Für Florian Philipp Ott ist Planung das halbe Leben. Vielleicht hat er deshalb mit 29 Jahren schon so viel erreicht. Jetzt will er für die FDP in den Bundestag.

Für Florian Philipp Ott ist Planung das halbe Leben. Vielleicht hat er deshalb mit 29 Jahren schon so viel erreicht. Jetzt will er für die FDP in den Bundestag.
Für viele ist die Ostwall-Haltestelle ein Ärgernis. Für Florian Phillip Ott ist sie das Tor zur Welt.

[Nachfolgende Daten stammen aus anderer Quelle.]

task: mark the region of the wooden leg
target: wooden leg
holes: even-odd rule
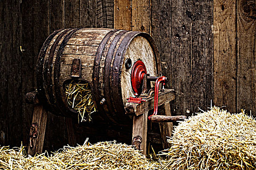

Für viele ist die Ostwall-Haltestelle ein Ärgernis. Für Florian Phillip Ott ist sie das Tor zur Welt.

Dirk Jochmann

Für viele ist die Ostwall-Haltestelle ein Ärgernis. Für Florian Phillip Ott ist sie das Tor zur Welt.

Krefeld. Den Start für den Ausgangspunkt des WZ-Spaziergangs hat Florian Philipp Ott bewusst gefällt. Die Ostwall-Haltestelle soll es sein. Der Ort, den viele Krefelder mit Blick aufs undichte Glasdach in die Geldverschwendungsschublade stecken, bedeutet für Ott nicht mehr und nicht weniger, als das Tor zur Welt. „Von hier aus sind für mich schon so viele aufregende Reisen gestartet, ich finde die Haltestelle einfach gut. Hier spielt sich das Leben ab. Von hier aus fahren sie alle ab. Fischelner, Hülser, Uerdinger, Bockumer, einfach alle.“ Und nahe der UdU kommen sie auch alle wieder an. Auch der 29-Jährige selbst, der als wissenschaftlicher Mitarbeiter und Dozent an der Universität Duisburg/Essen arbeitet. Im Bereich Politikwissenschaften versteht sich. Masterarbeit mit 1,0 bestanden. Die Frage nach dem Streber beantwortet der FDP-Ratsherr mit einem Lächeln: „Politik macht mir halt Spaß und im Studium bin ich voll aufgegangenen.“

Leistungen wie diese traut Ott auch jedem anderen jungen Menschen zu. Wenn die Voraussetzungen stimmen. „Die Abgeordneten im Bundestag sind im Durchschnitt 50 Jahre alt. Ob Rente, Staatsverschuldung oder Bildung – die Belange kommender Generationen kommen im Parlament deutlich zu kurz“, findet Ott und fordert: „Der Bundestag braucht mehr junge Abgeordnete.“

Sein Motto: „Die Zukunft ist besser als ihr Ruf – machen wir was draus.“ Dahinter steht auf den Wahlplakaten in Krefeld und Moers ein junger Mann mit verschränkten Armen – und einem Lächeln. „Ich glaube, andere Parteien machen die Zukunft schlechter als sie ist. Ich sehe eher die Chancen, die sie birgt.“

Diese könnten aber nur mit Mut zur Veränderung angegangen werden. „Warum sollen Arbeitszeitmodelle nicht deutlich flexibler werden, damit die Menschen Job und Familie besser unter einen Hut kriegen können. Warum soll die Digitalisierung uns nicht neue Bildungsmöglichkeiten schaffen?“, fragt Ott. Handys als Recherchewerkzeuge oder als Instrument zur Beantwortung von Fragen in Klassenräumen oder Hörsälen müssten laut ihm längst Alltag sein. „Smartphones sind kein Allheilmittel, aber wir sollten uns da mehr trauen“, plädiert Ott für mehr intelligente Technik in Bildungseinrichtungen.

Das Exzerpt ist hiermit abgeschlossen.